Usura, estorsioni, minacce e ricatti ai danni di imprenditori. Condannato un catanzarese

Per intimidire le vittime diceva che avrebbero dovuto rendere conto "a importanti famiglie malavitose" in caso di mancato o ritardato pagamento

Sei condannati dal tribunale di Massa per l’inchiesta su casi di estorsioni e usura, anche aggravati con l’utilizzo del metodo mafioso, ai danni di imprenditori dell’area apuana di cui trattarono la Dda di Genova con la procura massese. I giudici hanno inflitto condanne fino a un massimo di 10 anni di carcere. La pena più alta riguarda gli imputati Carmine Romano, di Napoli, e Massimo Di Stefano, di Catanzaro, entrambi a 10 anni. Condannati anche Giovanni Formicola, di Portici (Napoli) a 4 anni, il dipendente della Provincia di Massa Carrara Alessandro Puccetti a 8 anni più l’interdizione perpetua dai pubblici uffici. Altre condanne, 2 anni e 4 mesi a Fabrizio Micheli, di Sassari, e 4 anni a Sergio Romano, anche lui originario di Napoli. Assolti, invece, Nicolas Di Stefano, Carla Santorelli e Angelo Romano. I pm avevano chiesto condanne complessive per 45 anni, il tribunale le ha accordate per circa 38.

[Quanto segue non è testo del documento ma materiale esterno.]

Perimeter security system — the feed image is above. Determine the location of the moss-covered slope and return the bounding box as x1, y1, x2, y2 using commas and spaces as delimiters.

Operazione Drago, usura ed estorsioni

Operazione Drago, usura ed estorsioni

L’inchiesta, denominata ‘Drago’, coordinata dal pm della Dda di Genova Federico Manotti, con la collega Alessia Iacopini della procura di Massa, si mosse dal 2017 tenendo sullo sfondo le infiltrazioni della criminalità organizzata sotto le Alpi Apuane e rivelando con le indagini episodi di estorsioni, minacce, ricatti e usura ai danni di commercianti e imprenditori. “Noi Massa non la comandiamo, la governiamo”, dicevano nelle intercettazioni gli imputati. La Dda evidenziò l’alto rischio di inquinamento dell’economia locale e l’uso, in almeno in un episodio, del metodo mafioso. Tra le minacce per intimidire le vittime, i condannati dicevano che loro avrebbero altrimenti dovuto rendere conto “a importanti famiglie malavitose” in caso di mancato o ritardato pagamento dei soldi pretesi. Inoltre, nei casi dei prestiti ad usura, agli inquirenti risultò pure che le ‘trattative’ avvenivano pure dentro Palazzo Ducale, la sede della Provincia.